God in the Dark: Rebuilding faith when bad stuff happens
Peter Longson
Wild Goose Publications £13.50
(978-1-84952-215-1)
Church Times Bookshop £12.15

Encountering Depression: Frequently asked questions answered for Christians
Andrew and Elizabeth Procter
SPCK £8.99
(978-0-281-06472-4)
Church Times Bookshop £8.10 (Use code CT187)

The Five Wounds: Sanctuary for the sick, balm for the wounded spirit
Ann Farmer
Gracewing £6.99
(978-0-85244-781-9)
Church Times Bookshop £6.30

PETER LONGSON's God in the Dark is an exquisitely written exploration of the problem of suffering - the biggest question about faith for many people. His daughter was sexually abused as a young child, and then, just as she was getting her life together as a teenager, she was raped.

Longson's style is relaxed and poetic, with just the right amount of personal information within his carefully argued search to understand why "bad stuff happens". I particularly liked his work on science, building on some of the work of John Polkinghorne, and linking the Big Bang and evolution into a section on "the way the world is".

The book is utterly honest, and his section on the things we say to people when they have had their world rocked by tragedy is essential reading for any who try to care for those who are suffering. "It could have been worse" and "God was with her" don't help, because of the deep pain that this kind of statement can cause. Everyone who has suffered and has had this kind of trite nonsense told them will identify with the author's hurt - and then with his exploration of why humans deliver this kind of glibness, seemingly unaware of the grief caused.

With a mixture of science, theology, and philosophy, Longson pulls off an astonishing, deep, and coherent argument - by far the best and most life-affirming book that I have ever read about the problem of pain. It has a profound conclusion that is deeply satisfying.

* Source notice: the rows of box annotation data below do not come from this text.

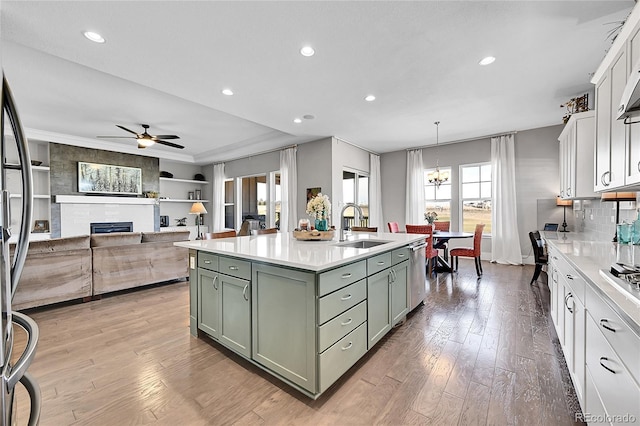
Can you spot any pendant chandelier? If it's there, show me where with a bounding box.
[427,121,449,188]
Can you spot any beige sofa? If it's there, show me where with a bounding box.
[91,231,189,295]
[11,231,189,310]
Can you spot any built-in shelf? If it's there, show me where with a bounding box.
[160,198,209,203]
[160,178,209,185]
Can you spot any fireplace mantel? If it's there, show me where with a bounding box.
[55,195,158,205]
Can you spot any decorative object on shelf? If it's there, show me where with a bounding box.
[600,192,636,243]
[307,192,331,231]
[556,197,573,232]
[560,93,589,124]
[293,229,335,241]
[427,121,449,188]
[33,220,49,233]
[189,202,207,240]
[424,212,438,224]
[78,161,142,195]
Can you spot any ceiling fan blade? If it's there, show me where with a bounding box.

The Procters' book Encountering Depression is divided into 20 shortish chapters, each one answering one of the questions that Christians frequently ask when their lives are devastated by depression. For example, "Does my depression stem from my lack of faith?" and "Why do I keep thinking of ending it all? It scares me."

My first impression of the book was that it looked daunting. The publishers have chosen small, feint print, and, with the authors' long paragraphs, the book wasn't at all inviting - and, I thought, unsuitable for depressed people. But, once I started reading, I saw that my first impression was quite wrong.

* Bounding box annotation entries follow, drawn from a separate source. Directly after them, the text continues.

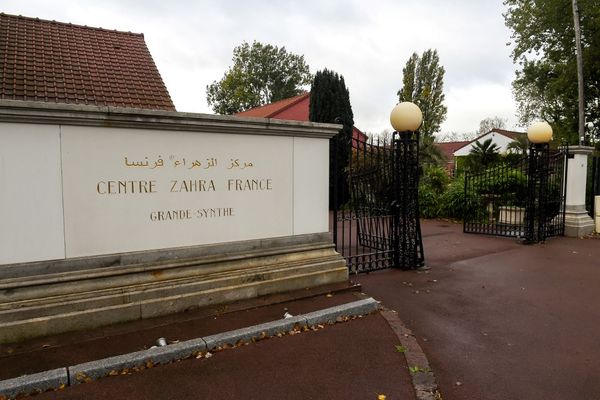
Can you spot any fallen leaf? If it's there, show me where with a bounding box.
[396,345,407,353]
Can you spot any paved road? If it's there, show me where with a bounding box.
[355,221,600,400]
[35,314,415,400]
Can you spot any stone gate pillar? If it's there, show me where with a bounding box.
[565,146,594,237]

The text has a light touch, with sensible and creative advice from the authors. Andrew is a priest and a counsellor, and Elizabeth is an experienced psychiatrist. They use a huge number of quotes to pull together a very useful resource for Christians suffering depression, and those who care for them.

Each chapter has four short sections, "for information", "for inspiration" (often stories from their wide experiences of working with depressed people), "for meditation" (making the book just for Christians: I can't imagine my depressed agnostic friends coping with these), and "for perspiration". The last was always my favourite bit of each chapter: some excellent ideas for a huge range of things to do to chase off the dreaded depression.

As with most books on depression, it would not suit someone deeply depressed, but it is a really valuable resource book. It can be read in any order, making it a dip-into book. It is such a shame that the publishers did not see the need for larger, bolder print to make it seem less overwhelming.

Ann Farmer's book The Five Wounds is a meditation on the five wounds Jesus suffered when he was crucified. This is written for a Catholic readership, and could be especially helpful for disabled people or those with terminal illness. It covers issues such as the betrayal and humiliation that some disabled people feel, and there is a discussion against abortion and assisted suicide. The text moves quickly in and out of a range of different issues, images, and quotes, making it quite hard to follow in places - but that is sometimes the style of meditations. The tone feels a bit "headmistressish", and, with the prayer section at the end in the language of "thee" and "thy", it has an old-fashioned feel.

Sue Atkinson is the author of several books, including Breaking the Chains of Abuse (Lion, 2006).